Ramachandran is blind in his left eye. This reportedly occurred at the hands of his handler, who punished him after a violent incident. He is also reportedly losing vision in his other eye due to his old age. He has reportedly developed a fan following, with a 2023 article claiming he had a Facebook fan page with 122,000 followers.

He plays a key role in several Pooram festivals. In 2018, 50,000 spectators gathered to watch Ramachandran kickstart Thrissur Pooram at Thrissur's Vadakkumnathan temple.

The state of his health and his public appearances are reportedly controversial. Firecrackers and large crowds have reportedly been present at his appearances. Ramachandran's keepers have responded that he hasn't harmed anyone and that he is well cared for. These claims have been contested by observers, who claim that Ramachandran shows signs of distress and pain during his appearances. The mortality rate for captive elephants in Kerala is reportedly high, with 12 deaths in 2018 and 58 in the preceding 27 months.

A number of animal rights activists have protested his public appearances. One veterinarian argued that "[parading elephants] is nothing but torture to the animals under the guise of offering to the deity". At least one whistleblower reportedly received death threats and online harassment for protesting Ramachandran's treatment.

==Incidents==
Temple committees have reportedly participated in auctions, where his presence at festivals is bidded upon.

Due to Ramachandran's popularity, temples in Kerala have wanted him to carry idols during temple festivals to attract a crowd. He had previously been banned by the authorities for causing the deaths of 13 to 15 people and at least three other elephants. People close to Ramachandran claimed that the elephant never killed people intentionally, but accidentally. The ban was lifted and Ramachandran was allowed to continue participating in festivals. Both the elephant and his mahouts have been subjected to criticism by the media and other elephant owners. In 2015, an attempt was reportedly made to kill Ramachandran by mixing blades in his feed.

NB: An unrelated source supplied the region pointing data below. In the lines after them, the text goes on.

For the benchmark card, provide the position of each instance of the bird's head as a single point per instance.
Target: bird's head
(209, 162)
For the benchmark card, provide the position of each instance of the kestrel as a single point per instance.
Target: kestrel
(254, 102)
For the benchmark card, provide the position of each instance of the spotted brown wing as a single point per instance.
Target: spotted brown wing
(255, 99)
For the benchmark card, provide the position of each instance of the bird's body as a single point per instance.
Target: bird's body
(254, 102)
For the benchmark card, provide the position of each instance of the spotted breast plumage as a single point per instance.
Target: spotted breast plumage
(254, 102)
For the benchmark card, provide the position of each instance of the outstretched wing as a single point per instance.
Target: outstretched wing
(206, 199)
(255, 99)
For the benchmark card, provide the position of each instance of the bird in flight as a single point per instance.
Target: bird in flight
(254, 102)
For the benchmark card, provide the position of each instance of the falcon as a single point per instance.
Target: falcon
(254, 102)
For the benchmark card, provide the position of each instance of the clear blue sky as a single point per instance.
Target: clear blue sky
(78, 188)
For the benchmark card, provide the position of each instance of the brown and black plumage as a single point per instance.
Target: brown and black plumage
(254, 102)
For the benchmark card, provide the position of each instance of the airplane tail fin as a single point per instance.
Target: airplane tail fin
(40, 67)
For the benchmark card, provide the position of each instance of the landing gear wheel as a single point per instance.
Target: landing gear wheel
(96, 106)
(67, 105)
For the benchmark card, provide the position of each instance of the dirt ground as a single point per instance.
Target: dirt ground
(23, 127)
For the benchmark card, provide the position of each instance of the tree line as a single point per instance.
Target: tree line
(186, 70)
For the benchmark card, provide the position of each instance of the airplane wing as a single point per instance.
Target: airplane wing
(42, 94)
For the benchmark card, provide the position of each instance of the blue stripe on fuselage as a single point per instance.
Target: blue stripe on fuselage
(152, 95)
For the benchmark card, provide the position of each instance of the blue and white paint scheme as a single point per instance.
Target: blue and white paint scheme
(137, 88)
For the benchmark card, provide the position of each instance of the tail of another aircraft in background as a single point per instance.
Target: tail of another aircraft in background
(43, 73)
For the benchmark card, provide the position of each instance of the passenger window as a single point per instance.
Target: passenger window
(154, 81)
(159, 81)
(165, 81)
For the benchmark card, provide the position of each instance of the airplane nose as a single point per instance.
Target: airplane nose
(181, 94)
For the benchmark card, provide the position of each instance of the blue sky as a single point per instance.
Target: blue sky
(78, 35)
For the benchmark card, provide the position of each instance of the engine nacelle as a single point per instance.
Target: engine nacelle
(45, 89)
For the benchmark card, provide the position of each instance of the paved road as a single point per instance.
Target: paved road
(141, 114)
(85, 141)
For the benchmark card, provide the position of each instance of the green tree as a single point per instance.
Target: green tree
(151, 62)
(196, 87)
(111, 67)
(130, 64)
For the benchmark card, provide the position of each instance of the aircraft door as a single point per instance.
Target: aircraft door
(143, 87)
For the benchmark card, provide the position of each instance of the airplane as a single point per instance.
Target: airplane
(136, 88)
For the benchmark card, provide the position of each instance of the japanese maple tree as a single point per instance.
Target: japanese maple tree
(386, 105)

He has been banned from public display on multiple occasions.

==Thrissur Pooram==
Since 2011, Ramchandran has performed the Poora Vilambaram in the Thrissur Pooram, the largest Pooram festival. This traditional announcement of Thrissur Pooram, where the doors of Thekke Gopura Nada are ceremoniously opened, was popularized by the tusker Raman as crowds were attracted to the event by the presence of Raman. After a 2019 incident in which Ramachandran trampled two people to death, the animal was banned from being paraded at temple festivals after a panel of medical experts deemed it medically unfit. The elephant was given conditional permission to participate in Thrissur Pooram on 11 May 2019, after a team of three veterinarians had the elephant pass a fitness test and conducted a medical examination.